The cytoplasm of bacteria is the colloidal matter containing water, mineral compounds, proteins, lipids, carbohydrates, etc.
Multiple ribosomes are present in cytoplasm being the sites of protein synthesis. Bacterial ribosomes have 70S sedimentation constant in ultra-centrifugation (30S for small subunit and 50S for large one). A cluster of 50 to 55 closely related ribosomes is known as polysome. The ribosomes and polysomes are linked to the cellular membrane.
The cytoplasm also contains autonomous genetic structures – small circular DNA molecules of plasmids and episomes. They encode the synthesis of variety of substances (toxins, microbial enzymes and many others).
Various kinds of inclusions are stored in the cytoplasm. Among them are volutin and starch granules, lipoprotein bodies, pigments, accumulations of sulfur, microcristals of calcium, etc.
Volutin granules are of sizes to 0.1-0.5 μm. They are located in cytoplasm on the ends of Corynebacterium diphtheriae rods; also they can be found in the yeasts and other microorganisms.
Volutin granules contain metaphosphates. According to Neisser’s staining method volutin granules stain blue, vegetative part of bacterial cell stains brown-yellow. Lipoprotein droplets are accumulated in cytoplasm, when bacteria grow on rich nutrient media. They are actively used by microbial cells in starvation conditions. Microscopical methods for their detection include Sudan stain.
Similar manner starch granules can be stored and next consumed by microbial cell in case of unfavourable situations. They are detected by stain with Lugol’s iodine solution.
The cytoplasmic membrane encases the whole contents of bacterial cell. It is the innermost layer of bacterial envelope usually of 5-10 nm in thickness. The membrane is generally organized like phospholipid bilayer with embedded membrane proteins. Bacterial membranes lack sterols except mycoplasma cells.
Cytoplasmic membrane produces a selectively permeable barrier that provides controlled transportation of water, electrolytes, and various nutrients into bacterial cell for its vital activity.
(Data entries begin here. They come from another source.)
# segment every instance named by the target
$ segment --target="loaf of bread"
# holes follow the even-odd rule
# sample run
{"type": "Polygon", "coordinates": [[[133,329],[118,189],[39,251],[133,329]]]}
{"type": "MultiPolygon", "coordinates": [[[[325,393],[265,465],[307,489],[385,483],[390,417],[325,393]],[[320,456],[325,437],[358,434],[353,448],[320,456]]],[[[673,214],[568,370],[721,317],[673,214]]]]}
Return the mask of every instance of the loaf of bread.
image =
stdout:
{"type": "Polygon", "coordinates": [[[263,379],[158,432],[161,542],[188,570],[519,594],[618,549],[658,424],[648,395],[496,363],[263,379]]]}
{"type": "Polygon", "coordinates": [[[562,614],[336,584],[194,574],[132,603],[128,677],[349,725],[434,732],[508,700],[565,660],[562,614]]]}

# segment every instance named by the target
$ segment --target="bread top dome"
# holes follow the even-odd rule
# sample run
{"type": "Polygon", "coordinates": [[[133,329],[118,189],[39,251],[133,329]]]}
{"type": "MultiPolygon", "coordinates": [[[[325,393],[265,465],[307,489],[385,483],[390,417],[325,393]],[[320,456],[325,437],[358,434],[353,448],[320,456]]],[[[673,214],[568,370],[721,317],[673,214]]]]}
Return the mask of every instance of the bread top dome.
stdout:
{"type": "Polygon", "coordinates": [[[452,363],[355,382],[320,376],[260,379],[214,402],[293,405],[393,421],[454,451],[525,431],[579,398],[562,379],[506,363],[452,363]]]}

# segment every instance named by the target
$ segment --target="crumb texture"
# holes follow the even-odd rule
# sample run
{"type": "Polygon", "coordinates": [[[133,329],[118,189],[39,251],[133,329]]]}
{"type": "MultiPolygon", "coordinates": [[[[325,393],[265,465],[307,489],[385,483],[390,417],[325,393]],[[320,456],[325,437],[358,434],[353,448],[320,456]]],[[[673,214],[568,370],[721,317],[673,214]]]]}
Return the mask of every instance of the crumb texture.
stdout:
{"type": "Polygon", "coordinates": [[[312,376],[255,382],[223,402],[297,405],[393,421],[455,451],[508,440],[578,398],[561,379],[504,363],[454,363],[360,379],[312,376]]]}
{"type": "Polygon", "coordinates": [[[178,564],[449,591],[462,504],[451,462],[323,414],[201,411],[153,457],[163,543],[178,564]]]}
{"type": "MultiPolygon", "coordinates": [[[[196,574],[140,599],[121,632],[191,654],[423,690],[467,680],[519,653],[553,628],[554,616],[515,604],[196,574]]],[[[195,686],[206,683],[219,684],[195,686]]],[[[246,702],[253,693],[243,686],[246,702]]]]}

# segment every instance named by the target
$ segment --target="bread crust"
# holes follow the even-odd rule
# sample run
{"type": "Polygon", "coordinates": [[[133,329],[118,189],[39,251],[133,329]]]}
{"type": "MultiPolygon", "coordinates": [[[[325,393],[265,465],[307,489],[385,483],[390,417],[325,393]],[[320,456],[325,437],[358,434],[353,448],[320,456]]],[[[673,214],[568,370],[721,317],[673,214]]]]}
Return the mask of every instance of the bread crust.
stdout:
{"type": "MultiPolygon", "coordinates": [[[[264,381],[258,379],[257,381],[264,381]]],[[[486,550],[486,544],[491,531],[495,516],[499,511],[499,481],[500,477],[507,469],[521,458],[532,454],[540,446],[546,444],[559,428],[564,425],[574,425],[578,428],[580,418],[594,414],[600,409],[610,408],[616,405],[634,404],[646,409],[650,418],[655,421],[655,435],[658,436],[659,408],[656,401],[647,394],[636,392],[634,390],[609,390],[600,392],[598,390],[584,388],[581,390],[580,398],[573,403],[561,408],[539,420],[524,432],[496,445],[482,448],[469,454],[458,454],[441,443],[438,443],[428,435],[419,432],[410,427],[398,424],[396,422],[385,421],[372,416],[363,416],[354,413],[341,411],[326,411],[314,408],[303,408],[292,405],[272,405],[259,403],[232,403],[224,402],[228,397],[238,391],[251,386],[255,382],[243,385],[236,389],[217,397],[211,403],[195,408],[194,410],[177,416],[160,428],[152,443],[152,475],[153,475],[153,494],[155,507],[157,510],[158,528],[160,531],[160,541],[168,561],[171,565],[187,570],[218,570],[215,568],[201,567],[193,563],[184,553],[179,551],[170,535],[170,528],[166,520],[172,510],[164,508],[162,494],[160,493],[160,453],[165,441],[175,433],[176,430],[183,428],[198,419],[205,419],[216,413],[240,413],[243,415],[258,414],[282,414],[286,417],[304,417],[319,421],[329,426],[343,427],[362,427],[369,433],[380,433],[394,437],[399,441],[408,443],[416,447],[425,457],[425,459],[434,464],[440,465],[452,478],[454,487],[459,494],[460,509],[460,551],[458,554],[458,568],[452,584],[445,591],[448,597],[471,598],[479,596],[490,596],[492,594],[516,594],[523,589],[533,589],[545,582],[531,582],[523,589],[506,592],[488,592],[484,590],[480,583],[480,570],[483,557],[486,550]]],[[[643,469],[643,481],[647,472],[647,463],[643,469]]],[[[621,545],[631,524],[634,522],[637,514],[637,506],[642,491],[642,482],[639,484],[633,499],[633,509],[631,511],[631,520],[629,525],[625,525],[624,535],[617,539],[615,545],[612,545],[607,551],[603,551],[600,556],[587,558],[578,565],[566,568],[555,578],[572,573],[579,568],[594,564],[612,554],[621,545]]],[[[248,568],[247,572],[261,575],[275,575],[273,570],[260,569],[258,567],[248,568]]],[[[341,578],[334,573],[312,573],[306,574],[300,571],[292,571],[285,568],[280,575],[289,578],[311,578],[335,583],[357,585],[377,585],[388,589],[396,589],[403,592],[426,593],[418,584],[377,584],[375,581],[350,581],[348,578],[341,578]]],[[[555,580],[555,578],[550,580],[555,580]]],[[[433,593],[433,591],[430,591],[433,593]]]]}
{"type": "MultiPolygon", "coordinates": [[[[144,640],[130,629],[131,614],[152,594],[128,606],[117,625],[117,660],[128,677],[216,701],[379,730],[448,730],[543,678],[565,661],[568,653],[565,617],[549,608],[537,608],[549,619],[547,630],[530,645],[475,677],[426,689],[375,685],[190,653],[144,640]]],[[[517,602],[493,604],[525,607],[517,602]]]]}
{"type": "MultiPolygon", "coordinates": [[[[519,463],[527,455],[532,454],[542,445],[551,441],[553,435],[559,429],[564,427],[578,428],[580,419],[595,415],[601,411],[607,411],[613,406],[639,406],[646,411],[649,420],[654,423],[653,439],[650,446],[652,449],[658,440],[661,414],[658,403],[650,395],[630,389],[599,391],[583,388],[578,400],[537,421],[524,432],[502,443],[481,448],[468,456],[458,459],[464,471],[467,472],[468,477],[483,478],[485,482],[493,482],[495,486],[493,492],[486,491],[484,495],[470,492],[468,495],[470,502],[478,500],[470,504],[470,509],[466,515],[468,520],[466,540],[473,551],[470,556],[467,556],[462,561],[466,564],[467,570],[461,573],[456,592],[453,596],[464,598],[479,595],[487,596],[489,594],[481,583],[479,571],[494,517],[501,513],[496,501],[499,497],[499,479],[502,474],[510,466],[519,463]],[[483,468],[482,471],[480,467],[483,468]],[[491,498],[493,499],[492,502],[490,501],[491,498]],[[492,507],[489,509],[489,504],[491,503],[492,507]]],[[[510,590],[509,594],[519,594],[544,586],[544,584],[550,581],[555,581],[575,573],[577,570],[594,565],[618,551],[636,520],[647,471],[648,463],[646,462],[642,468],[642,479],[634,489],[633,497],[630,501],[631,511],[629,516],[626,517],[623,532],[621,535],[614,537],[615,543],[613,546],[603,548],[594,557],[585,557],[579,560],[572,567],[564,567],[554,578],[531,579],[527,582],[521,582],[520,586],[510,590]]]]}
The transfer of water and ions creates osmotic pressure within bacterial cell.
The membrane carries the vast number of receptors with diverse functions. They recognize the variety of signals from the environment; signal transmission results in changes of bacterial metabolism.
Multiple membrane enzymes perform biological oxidation in bacteria. Also they support biosynthetic reactions for building of bacterial components (proteins, nucleic acids, etc.) and actively govern bacterial trans-membrane transportation.
Membrane invaginations or mesosomes are the nearest mitochondria analogs of bacterial cells. They harbor oxidative enzymes of electron transport chain thus providing energy for bacteria. Mesosomes actively participate in the growth of bacterial cells and their reproduction.
The best method for study of bacterial cytoplasmic membrane is electron microscopy.